Skip to main content

Visualizing range and distribution of numerical data with a box plot

ON THIS PAGE

Visualizing range and distribution of numerical data with a box plot

This example shows how to make a box plot to visualize range and distribution of numerical data using daily temperature measurements.

Box plot visualization.

Dataset

In this example, we'll use the following weather data.

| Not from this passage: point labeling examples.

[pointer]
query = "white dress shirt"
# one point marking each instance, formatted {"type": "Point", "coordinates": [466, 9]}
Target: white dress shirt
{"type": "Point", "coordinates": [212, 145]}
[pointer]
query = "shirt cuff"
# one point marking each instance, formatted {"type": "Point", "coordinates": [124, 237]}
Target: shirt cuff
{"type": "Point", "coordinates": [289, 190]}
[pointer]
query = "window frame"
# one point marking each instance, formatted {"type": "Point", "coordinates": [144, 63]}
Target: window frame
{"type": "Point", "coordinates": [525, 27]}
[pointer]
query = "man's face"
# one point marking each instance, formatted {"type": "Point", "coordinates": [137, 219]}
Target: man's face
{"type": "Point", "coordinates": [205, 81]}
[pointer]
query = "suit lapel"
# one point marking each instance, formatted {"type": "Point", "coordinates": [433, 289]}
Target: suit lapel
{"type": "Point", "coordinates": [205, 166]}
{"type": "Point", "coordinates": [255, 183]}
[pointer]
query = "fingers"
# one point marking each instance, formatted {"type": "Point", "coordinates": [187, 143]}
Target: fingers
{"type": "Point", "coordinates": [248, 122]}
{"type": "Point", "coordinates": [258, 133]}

  • Location: Sweden > Gällivare Airport
  • Date range: all data from 2010 to 2017
  • Measurement: Average of the 24 hourly temperature observations in degrees Celsius

The dataset that is loaded contains a daily average temperature measurement from a weather station in the north of Sweden during the time period of 2010 to 2017.

Measure

We use the average temperature measurement in the dataset as the measure, by creating a .measure in Master items with the name Temperature degrees Celsius, and the expression Avg([Average of the 24 hourly temperature observations in degrees Celsius]).

Visualization

We add a box plot to the sheet and set the following data properties:

  • Dimension: Date (date) and Year (year). The order is important; Date needs to be the first dimension.
  • Measure: Temperature degrees Celsius; the measure that was created as a master item.

In this example we use the default box plot preset, Standard (Tukey) with the whisker length 1.5 interquartile range.

Box plot visualization.

Discovery

The box plot visualizes the distribution of the daily temperature measurements. The visualization is sorted in mean temperature order. The mean temperature for each year is illustrated by the middle line in each box. The box stretches from the first quartile to the third quartile, and the whiskers stretch 1.5 inter-quartile ranges. There are also a number of outlier values, the points that are placed outside the whiskers. You can hover the mouse pointer over an outlier point and view the details.

In the box plot we can see that the year 2010 has the longest box and whiskers. That shows that the year 2010 has the largest distribution of temperatures measured. It also seems to be the coldest year in average.

The range of 2017 is small, as the dataset only contains measurements from the first months of the year.